Brokers have been at the coalface of the COVID-19 crisis, with borrowers experiencing financial stress increasingly looking to brokers for multifaceted support, new research has revealed.
According to the latest research from MyState Bank – which involved a survey of 346 brokers in May – the third-party channel’s service proposition has “evolved” off the back of the COVID-19 pandemic, with approximately two-thirds of respondents reporting an increase in engagement with their customers since the onset of the crisis.
Surveyed brokers revealed that 80 per cent of their clients have experienced financial stress as a direct consequence of COVID-19.
Reflecting on the findings, MyState Bank general manager, banking, Tony MacRae said the results suggest customers are increasingly depending on brokers for support that extends beyond the traditional broker proposition.
“The coronavirus pandemic is causing Australians, especially those with mortgages, to feel anxious about their financial situation,” he said.
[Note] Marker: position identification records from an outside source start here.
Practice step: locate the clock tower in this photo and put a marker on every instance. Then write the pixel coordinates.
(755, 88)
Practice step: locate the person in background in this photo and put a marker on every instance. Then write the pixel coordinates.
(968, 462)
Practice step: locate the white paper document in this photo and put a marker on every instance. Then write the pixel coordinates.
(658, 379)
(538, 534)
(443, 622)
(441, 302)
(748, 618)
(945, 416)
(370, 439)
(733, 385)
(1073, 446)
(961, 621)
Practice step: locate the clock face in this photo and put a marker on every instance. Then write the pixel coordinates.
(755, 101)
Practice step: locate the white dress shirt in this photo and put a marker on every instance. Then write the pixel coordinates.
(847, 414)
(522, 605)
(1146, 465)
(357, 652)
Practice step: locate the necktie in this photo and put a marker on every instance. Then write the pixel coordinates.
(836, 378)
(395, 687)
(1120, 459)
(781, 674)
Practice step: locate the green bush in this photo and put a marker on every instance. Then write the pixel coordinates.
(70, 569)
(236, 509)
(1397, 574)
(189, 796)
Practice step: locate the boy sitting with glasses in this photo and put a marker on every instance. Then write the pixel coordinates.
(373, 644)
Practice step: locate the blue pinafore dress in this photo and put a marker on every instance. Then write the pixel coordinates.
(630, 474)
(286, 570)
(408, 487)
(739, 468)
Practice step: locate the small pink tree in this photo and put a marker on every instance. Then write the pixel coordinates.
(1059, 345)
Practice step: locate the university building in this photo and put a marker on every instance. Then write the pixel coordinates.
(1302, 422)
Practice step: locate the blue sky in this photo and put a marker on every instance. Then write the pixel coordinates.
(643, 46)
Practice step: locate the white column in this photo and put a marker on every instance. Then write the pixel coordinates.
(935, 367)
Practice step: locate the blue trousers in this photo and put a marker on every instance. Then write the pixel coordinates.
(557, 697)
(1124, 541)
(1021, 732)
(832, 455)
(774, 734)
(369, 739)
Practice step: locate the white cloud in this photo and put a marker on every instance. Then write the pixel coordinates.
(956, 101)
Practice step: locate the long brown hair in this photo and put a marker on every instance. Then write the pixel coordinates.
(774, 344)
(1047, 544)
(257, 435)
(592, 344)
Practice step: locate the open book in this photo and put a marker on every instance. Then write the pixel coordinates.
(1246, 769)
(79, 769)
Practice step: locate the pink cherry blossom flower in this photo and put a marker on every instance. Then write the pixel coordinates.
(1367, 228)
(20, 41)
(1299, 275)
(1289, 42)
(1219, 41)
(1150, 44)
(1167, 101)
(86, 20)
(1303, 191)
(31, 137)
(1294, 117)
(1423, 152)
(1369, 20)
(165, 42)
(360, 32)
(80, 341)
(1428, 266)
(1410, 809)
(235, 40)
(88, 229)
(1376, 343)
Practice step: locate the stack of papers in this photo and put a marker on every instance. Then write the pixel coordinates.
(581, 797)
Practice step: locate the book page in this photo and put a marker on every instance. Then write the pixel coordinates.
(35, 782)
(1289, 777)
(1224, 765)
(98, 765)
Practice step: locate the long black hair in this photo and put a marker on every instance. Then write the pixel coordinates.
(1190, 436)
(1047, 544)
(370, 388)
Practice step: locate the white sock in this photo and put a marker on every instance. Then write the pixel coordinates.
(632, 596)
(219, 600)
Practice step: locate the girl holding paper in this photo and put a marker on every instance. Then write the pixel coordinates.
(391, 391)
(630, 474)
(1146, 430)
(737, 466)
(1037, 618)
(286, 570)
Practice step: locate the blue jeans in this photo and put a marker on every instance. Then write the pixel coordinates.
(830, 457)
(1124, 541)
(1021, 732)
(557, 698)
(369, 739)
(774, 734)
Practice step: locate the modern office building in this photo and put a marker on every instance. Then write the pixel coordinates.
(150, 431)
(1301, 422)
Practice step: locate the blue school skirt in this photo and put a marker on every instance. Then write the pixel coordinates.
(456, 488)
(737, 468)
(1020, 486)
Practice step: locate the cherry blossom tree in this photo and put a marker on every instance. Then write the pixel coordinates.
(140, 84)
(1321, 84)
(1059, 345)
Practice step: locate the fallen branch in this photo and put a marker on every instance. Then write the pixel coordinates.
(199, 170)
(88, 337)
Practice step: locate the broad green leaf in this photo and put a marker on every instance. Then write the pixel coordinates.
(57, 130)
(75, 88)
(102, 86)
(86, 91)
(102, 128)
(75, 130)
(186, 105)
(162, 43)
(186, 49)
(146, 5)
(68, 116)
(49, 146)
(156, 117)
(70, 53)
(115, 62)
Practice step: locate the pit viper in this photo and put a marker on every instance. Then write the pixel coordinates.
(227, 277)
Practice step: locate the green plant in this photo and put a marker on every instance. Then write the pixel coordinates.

“The effects of the pandemic have been far-reaching, not just impacting people’s finances but their emotional state as well.
“During this period, we are seeing the role of mortgage brokers evolve to not only helping customers navigate through this period financially, but providing emotional support too.”
However, the MyState research also suggests that financial stresses may have abated, with 40 per cent of brokers reporting an improvement in their customers’ financial position in response to the easing of COVID-19 restrictions.
Property purchasers put on the back burner
According to the survey, refinancing applications have made up over 60 per cent of new customer enquiries since the outbreak of COVID-19, with borrowers looking to capitalise on record-low interest rates.
However, the research found that uncertainty in the housing market has prompted prospective borrowers to postpone their home buying ambitions, with over 25 per cent of brokers reporting that more than a quarter of their clients have put their plans on hold.
This follows the release of the Australian Bureau of Statistics’ latest Lending Indicators data, which reported a 4.8 per cent decline in the value of home loan approvals in April to $18.5 billion (seasonally adjusted terms) – the sharpest decline since May 2015.
The result was driven by a 5 per cent fall in owner-occupied lending to $13.7 billion, while investor lending fell 4.2 per cent to $4.8 billion.